[Spoiler alert: This is not a hoax blog post despite the date. :0]
Our server was a little slow to take our lunch orders yesterday and then to inquire about coffee after our meal, and I found myself irritated until I remembered that I had had the opposite problem a few weeks ago when I went out for dinner with my spouse. After our time in France, we've become accustomed to longer and later restaurant meals and on a recent Saturday, we wanted to enjoy a full late-night dinner in downtown Seattle after attending a performance of the Seattle Symphony (photo below). We'd always had problems finding good restaurants in Seattle that would serve full meals until midnight even before our French sojourn, but I was delighted to find a Spanish-themed restaurant (Aragona on Union Street) which recently was nominated for a foodie award (see this article by Britt Thorson in Seattle Refined/KOMO News, Feb. 20, 2014) and which conveniently approximates Spanish dining hours (Spaniards seem to eat even later than the French). We made a reservation for 10:15 pm and were happy to find the restaurant still well-occupied by Seattleites, even if we were definitely the last ones to order dessert, a lovely flan. Unfortunately, we had to rush through that last bit because our meal was stretching dangerously close to the time that the parking garage where we had left our car was closing. It was very disappointing to have our evening curtailed, with the added pressure of paying a sizeable monetary penalty if we missed the midnight garage closure. This was something we never had to worry about in Aix en Provence; the numerous parking garages circling the city never closed (except for the fermeture exceptionnelle for maintenance once in a very great while). On the other hand, the shops closed in Aix sometimes in the middle of the day, just like they do in Spain.

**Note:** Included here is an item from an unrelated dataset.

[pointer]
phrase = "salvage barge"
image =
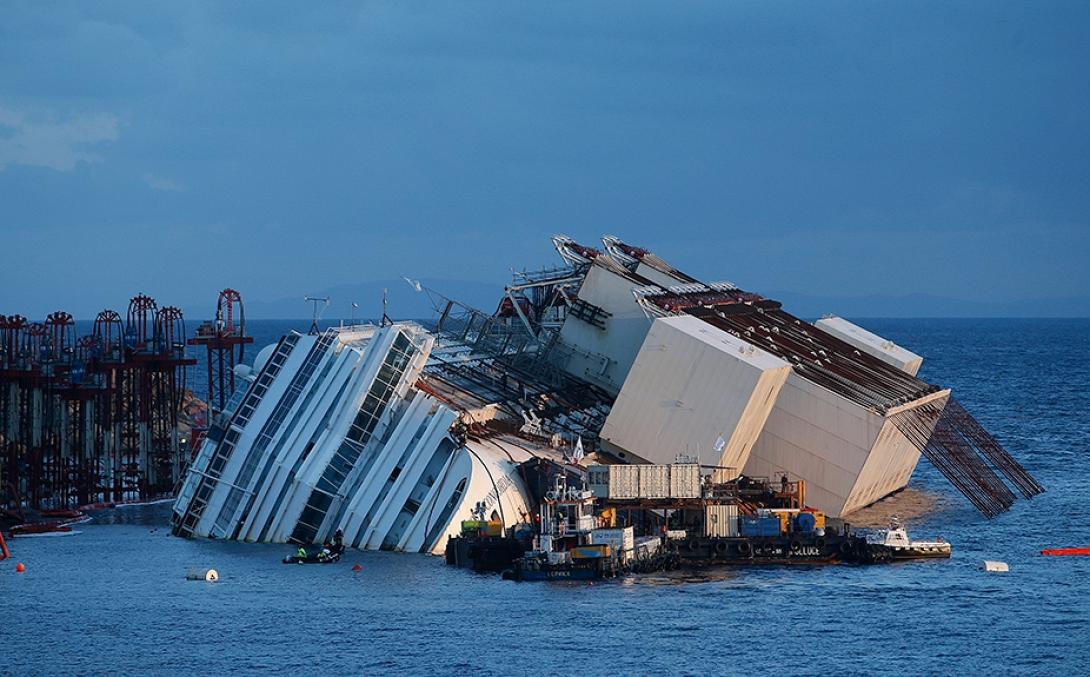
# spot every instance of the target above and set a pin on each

The different cultural concepts of time have been well-documented in all kinds of literature. Recently, a New York Times article reported on some revisited ideas in Spain of adapting to more northerly business hours (see "Spain, land of 10 p.m. dinners, asks if it's time to reset clock" by Tim Yardley, The New York Times, Feb. 17, 2014). As the article reaffirms, time is clearly a cultural construct, and changing how time is used alters all kinds of cultural meanings and expressions. That famous siesta in the middle of the afternoon for example continues to be a ritual for many Spaniards, and we thought it made a lot of sense because during the hot Aixois summers we ourselves were forced indoors into our darkened apartment to get through the hottest hours. But that was possible because I worked at home. My spouse on the other hand sat in an office all day, like many working adults in Spain and France do, so he didn't and they don't have the option to take such a significant snooze in the afternoon. Workdays also start early enough these days and continue long into the early evenings that serving dinner to families at 10 pm creates problems in the mornings. In many ways, parts of southern Europe have been tied to these traditional conceptions of time much longer than I expected, but they can change, because the social and cultural conditions change and warrant other adaptations. Our family is a case in point; now, in the U.S., we still eat late, even on the weeknights, where 8 pm is a regular dining hour. We enjoy this custom brought from Europe, but we also eat late because long commutes and evening activities make a 6 pm dinner difficult. Dining at 10 pm though is something we save for the weekends because even that is a bit of a stretch for our family. (And that's no April fools' joke.)